Research Themes
Integrating and sharing information across disparate sources entails
several significant challenges: relevant data objects are split across multiple
information sources, and often owned by different organizations. The sources
represent, maintain, and export the information using a variety of formats,
interfaces and semantics. In the two last decades, much research work
in the database community has been devoted to developing approaches and
systems that enable information integration in heterogeneous and distributed
environments.
Figure 1 – A mediation-based architecture
Currently, one of the mainstream approach for information gathering
and analysis across several distributed and heterogeneous sources is the
use of mediation based architecture. In this architecture (c.f., figure 1),
native information sources are ‘‘wrapped” into logical views that represent
uniform interfaces to access the underlying sources. Then, an integrated
global schema is constructed to provide a single entry point to query the
available information sources. Although mediation architecture are certainly
very useful in many application contexts, they present fundamental limitations
to cope with the rapid growth of a highly dynamic information space such
as the Web.
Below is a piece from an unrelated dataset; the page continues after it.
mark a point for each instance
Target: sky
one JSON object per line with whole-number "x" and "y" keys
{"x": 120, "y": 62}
Clearly, a brute force data integration approach, where the
development of an integrated schema requires the understanding of both
structure and semantics of all the sources to be integrated, is hardly applicable
because of the dynamic nature and size of the Web. Therefore, the effective
sharing of a potentially large number of distributed, heterogeneous and dynamic
information sources, requires more scalable and flexible data sharing and
querying techniques. To cope with this issue, there has been a renewed interest
in leveraging traditional data integration techniques. In particular, an
emerging new research direction, around the notion of peer to peer (P2P)
model, aims at developing a decentralized data sharing architecture where,
rather than requiring the use of a single integrated schema to share data,
allows peers to define semantic mappings between pairs of peers. On another
side, the emerging semantic web efforts propose to employ machine-understandable
abstractions for the representation of resource semantics. In particular,
the semantic web promotes the use of ontologies as a tool for reconciling
semantic heterogeneity between web resources. Despite these early efforts,
many of the P2P and semantic web objectives, including improving the technology
to organise, search, integrate, and evolve large scaled web-accessible sources,
remain difficult to achieve.
In this project, we plan to focus on three research issues:
(i) Flexibility of integration, mainly by investigating
approaches that enable automatic schemas mapping discovery in order to facilitate
the integration task,
(ii) Flexibility and scalability of query processing: our
aim is the design and development of flexible and efficient algorithms to
handle query processing in presence of large number of information sources
and
(iii) Flexibility at semantic level, by investigating the
mapping graph restructuring and their impact on query optimization.
The expertises required for this project are:
Data mediation (LIRMM, LIRIS)
Knowledge representation (LIRIS, LIMOS)
Optimisation and restructuration (LIRMM, LIRIS)
Flexible Query Rewriting (LIMOS, IRISA/ENSST)
Application (CEMAGREF)